FastAPI Chat Completion Server

This project is a FastAPI server that provides a chat completion endpoint using a pre-trained language model. It accepts user messages and returns generated responses based on the input. This README file provides information on how to set up, run, and test the server.

Project Overview

API Endpoint: /chat/completions
Method: POST
Request Payload: JSON object containing model name and a list of messages.
Response: JSON object with the model's response.

Requirements

Python 3.10 or higher
Poetry for dependency management

Setup

1. Clone the Repository

git clone https://github.com/your-repo/fastapi-chat-completion.git
cd fastapi-chat-completion

2. Install Poetry

If you haven't installed Poetry, you can do so by following the official installation guide.

3. Install Dependencies

Install the project dependencies using Poetry:

poetry install

4. Environment Variables

Set all the environment variables in the .env file. You can use the .env.template file as a template.

cp .env.template .env

Note: Find the HF_TOKEN in your Hugging Face account and set it in the .env file.

You can load these variables into your shell using the following commands:

set -a
source .env
set +a

4. Install the Required Model

You need to download the pre-trained model used in the project. Ensure you have internet access as it will download the model weights.

# In a Python shell or script
from transformers import AutoTokenizer, AutoModelForCausalLM

tokenizer = AutoTokenizer.from_pretrained("google/gemma-2b")
model = AutoModelForCausalLM.from_pretrained("google/gemma-2b")

Run model.py to download the model weights and save them.
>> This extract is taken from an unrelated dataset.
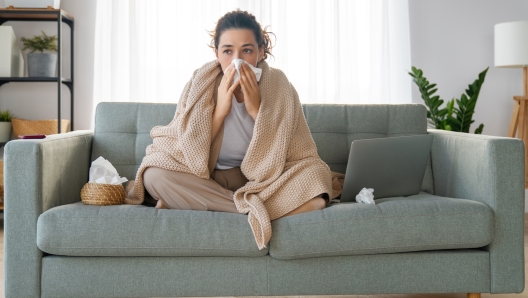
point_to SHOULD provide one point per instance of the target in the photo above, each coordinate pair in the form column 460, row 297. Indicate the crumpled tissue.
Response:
column 102, row 171
column 366, row 196
column 238, row 63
This will download the both google/gemma-2b and kanak8278/gemma-2b-oasst2-01 models.

Weight&Biases Report

Running the Server

1. Start the FastAPI Server

Use uvicorn to run the FastAPI application:

poetry run uvicorn server:app --host 0.0.0.0 --port 8000

2. Access the API Documentation

Once the server is running, you can access the interactive API documentation at:

Swagger UI: http://localhost:8000/docs
ReDoc: http://localhost:8000/redoc

Testing the Server

1. Use `curl` to Test the API

Use request.sh to Test the API You can use the provided request.sh script to send requests to the server and get formatted responses. This script allows you to pass user content as a command-line argument.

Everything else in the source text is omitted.